The governors of Idaho and West Virginia signed into law this week anti-BDS legislation, while the Alabama State Senate passed a resolution promoting Holocaust education.

Idaho’s Anti-Boycott Against Israel Act, signed by Gov. Brad Little, said a public entity in the state may not enter into a large-scale contract with a company “unless the contract includes a written certification that the company is not currently engaged in, and will not for the duration of the contract engage in, a boycott of goods or services from Israel or territories under its control.”

West Virginia’s “prohibition on contracting with companies that boycott Israel,” signed by Gov.
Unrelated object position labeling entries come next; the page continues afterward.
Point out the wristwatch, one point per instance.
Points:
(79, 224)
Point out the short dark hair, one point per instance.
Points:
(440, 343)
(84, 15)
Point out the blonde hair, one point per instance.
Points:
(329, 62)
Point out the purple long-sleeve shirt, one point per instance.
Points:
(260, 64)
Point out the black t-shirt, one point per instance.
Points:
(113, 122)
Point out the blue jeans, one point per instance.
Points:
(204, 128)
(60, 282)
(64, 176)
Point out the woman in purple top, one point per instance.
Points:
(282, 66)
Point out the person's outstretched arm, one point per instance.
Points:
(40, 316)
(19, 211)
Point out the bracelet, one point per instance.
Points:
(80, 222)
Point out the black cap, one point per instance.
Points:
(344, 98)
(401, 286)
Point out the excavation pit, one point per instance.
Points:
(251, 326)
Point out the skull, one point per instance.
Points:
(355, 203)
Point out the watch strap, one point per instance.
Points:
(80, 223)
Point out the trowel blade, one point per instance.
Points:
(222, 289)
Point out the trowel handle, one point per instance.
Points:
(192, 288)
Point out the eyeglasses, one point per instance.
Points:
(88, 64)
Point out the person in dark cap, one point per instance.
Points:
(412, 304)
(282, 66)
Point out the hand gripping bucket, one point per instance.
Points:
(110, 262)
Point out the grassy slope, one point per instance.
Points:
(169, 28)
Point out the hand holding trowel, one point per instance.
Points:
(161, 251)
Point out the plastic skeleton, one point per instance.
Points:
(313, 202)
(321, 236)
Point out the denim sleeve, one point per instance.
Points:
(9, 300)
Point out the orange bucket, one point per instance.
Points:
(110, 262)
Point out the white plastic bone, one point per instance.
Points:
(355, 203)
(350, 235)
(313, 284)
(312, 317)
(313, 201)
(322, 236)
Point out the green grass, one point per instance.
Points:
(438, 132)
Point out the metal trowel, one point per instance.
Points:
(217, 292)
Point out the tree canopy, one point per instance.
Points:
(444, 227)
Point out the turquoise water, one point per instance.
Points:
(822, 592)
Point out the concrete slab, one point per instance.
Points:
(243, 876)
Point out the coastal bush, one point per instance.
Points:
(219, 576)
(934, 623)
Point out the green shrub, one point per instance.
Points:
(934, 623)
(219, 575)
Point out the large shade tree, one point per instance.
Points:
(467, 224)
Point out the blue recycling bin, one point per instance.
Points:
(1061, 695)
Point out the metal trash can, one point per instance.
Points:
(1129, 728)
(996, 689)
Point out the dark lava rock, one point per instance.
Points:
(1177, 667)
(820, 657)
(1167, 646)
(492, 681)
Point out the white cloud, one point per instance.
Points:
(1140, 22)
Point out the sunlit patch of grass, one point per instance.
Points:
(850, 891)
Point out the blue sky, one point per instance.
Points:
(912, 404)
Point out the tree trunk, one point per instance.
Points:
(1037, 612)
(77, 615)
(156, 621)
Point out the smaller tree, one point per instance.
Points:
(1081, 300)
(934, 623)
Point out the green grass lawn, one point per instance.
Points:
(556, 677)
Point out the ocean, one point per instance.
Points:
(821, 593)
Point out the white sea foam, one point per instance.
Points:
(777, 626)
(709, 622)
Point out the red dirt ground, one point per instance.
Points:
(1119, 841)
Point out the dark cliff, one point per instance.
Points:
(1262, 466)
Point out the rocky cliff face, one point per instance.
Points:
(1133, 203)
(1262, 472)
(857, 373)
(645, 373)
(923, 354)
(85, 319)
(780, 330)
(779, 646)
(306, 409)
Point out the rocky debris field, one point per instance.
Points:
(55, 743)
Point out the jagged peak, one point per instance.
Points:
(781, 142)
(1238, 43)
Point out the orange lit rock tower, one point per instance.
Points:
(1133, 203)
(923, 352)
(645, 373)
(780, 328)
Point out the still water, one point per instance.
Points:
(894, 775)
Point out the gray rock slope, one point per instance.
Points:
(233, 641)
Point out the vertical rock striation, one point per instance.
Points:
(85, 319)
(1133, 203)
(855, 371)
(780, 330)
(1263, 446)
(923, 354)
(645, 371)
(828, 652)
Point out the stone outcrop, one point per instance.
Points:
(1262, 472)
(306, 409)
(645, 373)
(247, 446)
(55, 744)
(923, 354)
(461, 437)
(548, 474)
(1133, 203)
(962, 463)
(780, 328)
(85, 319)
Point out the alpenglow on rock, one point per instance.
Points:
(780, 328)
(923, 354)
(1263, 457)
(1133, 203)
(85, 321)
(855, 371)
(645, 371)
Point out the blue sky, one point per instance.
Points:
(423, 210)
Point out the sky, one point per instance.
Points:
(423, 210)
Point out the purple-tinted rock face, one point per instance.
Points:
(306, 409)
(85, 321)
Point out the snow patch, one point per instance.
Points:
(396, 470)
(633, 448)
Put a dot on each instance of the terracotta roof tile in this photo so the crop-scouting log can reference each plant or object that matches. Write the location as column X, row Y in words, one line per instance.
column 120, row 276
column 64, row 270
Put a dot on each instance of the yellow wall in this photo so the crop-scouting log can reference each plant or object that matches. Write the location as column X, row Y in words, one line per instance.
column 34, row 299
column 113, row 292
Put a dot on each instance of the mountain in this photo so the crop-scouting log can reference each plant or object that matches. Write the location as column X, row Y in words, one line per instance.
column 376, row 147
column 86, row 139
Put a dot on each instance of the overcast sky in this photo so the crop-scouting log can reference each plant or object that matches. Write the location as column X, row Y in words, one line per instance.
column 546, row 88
Jim Justice, noted that the state “has an economic and a humanitarian obligation to denounce and reject the Boycott, Divestment and Sanctions Movement against Israel, and to prevent the state or any of its instrumentalities from contracting with companies that engage in the movement.”

The Alabama legislature encouraged and endorsed Holocaust education by stating that public schools should teach students about the history of anti-Semitism and the Holocaust, as well as “the impact of personal responsibility, civic engagement and societal response in the context of the Holocaust.”

The legal measures were backed by Christians United for Israel (CUFI), the nation’s largest pro-Israel organization.

“All three states—Utah, Idaho and West Virginia—where CUFI sought to advance legislation this year ensuring that taxpayer dollars do not end up in the hands of those who boycott Israel, have now seen those measures become law. And in Alabama, after close communications with a host of allied organizations and the Department of Education, we are now seeing that state endorse quality Holocaust education,” said CUFI founder and chairman Pastor John Hagee.

He added that “whether it comes in the form of Israel-boycotters or old-fashioned bigots, CUFI is resolutely committed to combating anti-Semitism at every turn.”